Portuguese American Journal

Report: Portuguese is the third most used language on Facebook – Socialbakers

According to a report released by the international website Socialbakers, Portuguese is the third most used language on Facebook, the largest social network in the world. English tops the Socialbakers’ top ten list of most used languages followed by Spanish, which comes second.

The other languages in the list are French, Indonesian, Turkish, German, Italian, Arabic and Chinese, which occupies the 10th position with 20.1 million users.

Portuguese and Arabic are the two languages that have grown faster on Facebook, the site revealed. The social network is currently available in over 70 languages

Portuguese has grown significantly on Facebook, due to an increase in Brazilian users, with Brazil ranking second in the list of nations with most Facebook users, after the United States.

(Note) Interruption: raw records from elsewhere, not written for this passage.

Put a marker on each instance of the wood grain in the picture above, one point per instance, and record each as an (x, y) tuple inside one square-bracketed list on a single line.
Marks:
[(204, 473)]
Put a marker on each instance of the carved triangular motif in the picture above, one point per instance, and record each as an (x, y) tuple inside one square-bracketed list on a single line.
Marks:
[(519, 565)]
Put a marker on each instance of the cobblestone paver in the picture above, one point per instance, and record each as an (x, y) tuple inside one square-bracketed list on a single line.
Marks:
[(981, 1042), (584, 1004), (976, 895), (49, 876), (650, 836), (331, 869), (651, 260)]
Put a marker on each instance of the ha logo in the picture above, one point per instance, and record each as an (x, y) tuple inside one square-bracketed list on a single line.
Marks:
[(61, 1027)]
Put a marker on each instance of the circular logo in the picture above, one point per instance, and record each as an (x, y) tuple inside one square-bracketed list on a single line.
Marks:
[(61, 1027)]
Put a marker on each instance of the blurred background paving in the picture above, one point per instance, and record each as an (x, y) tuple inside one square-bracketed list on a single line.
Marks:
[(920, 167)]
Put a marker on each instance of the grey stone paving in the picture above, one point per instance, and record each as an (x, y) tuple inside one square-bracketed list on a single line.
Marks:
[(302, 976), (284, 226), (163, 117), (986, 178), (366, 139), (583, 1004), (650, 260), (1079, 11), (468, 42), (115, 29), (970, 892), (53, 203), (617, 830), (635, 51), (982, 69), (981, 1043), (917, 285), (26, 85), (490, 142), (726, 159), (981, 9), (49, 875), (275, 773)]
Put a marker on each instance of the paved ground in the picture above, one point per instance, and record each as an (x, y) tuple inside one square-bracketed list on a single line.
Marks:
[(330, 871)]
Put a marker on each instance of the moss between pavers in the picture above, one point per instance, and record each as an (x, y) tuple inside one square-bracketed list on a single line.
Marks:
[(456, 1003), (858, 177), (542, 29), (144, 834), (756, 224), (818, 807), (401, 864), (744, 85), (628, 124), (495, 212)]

Brazil has increased its Facebook base by 13 million users, only in the past six months, which caused the Portuguese language to grow by eight times since May 2010. In November 2012, the number of Portuguese speaking Facebook users had increased to 58.5 million.

Brazil has the fifth-largest population in the world, and ranks among the top countries in Internet usage: in 2011, there were more than 80 million internet users, which is almost half of the country’s population.

As Facebook has continued to grow throughout the world, besides Brazil, the social network is also growing fast in countries such as India, Mexico, Indonesia and regions in Africa.

Portuguese is third most spoken European language in the world after English and Spanish, and the sixth most spoken language worldwide. It is the mother tongue of about 200 million people, chiefly in Portugal including the Azores and Madeira islands in the Atlantic (11 million speakers); in Brazil (184 million speakers); and in Portugal’s former overseas provinces in Africa and Asia (about 5 million speakers).

Portuguese is the official language of Angola, Brazil, Cape Verde, East Timor, Guinea Bissau, Macau, Mozambique, Portugal and São Tomé and Príncipe.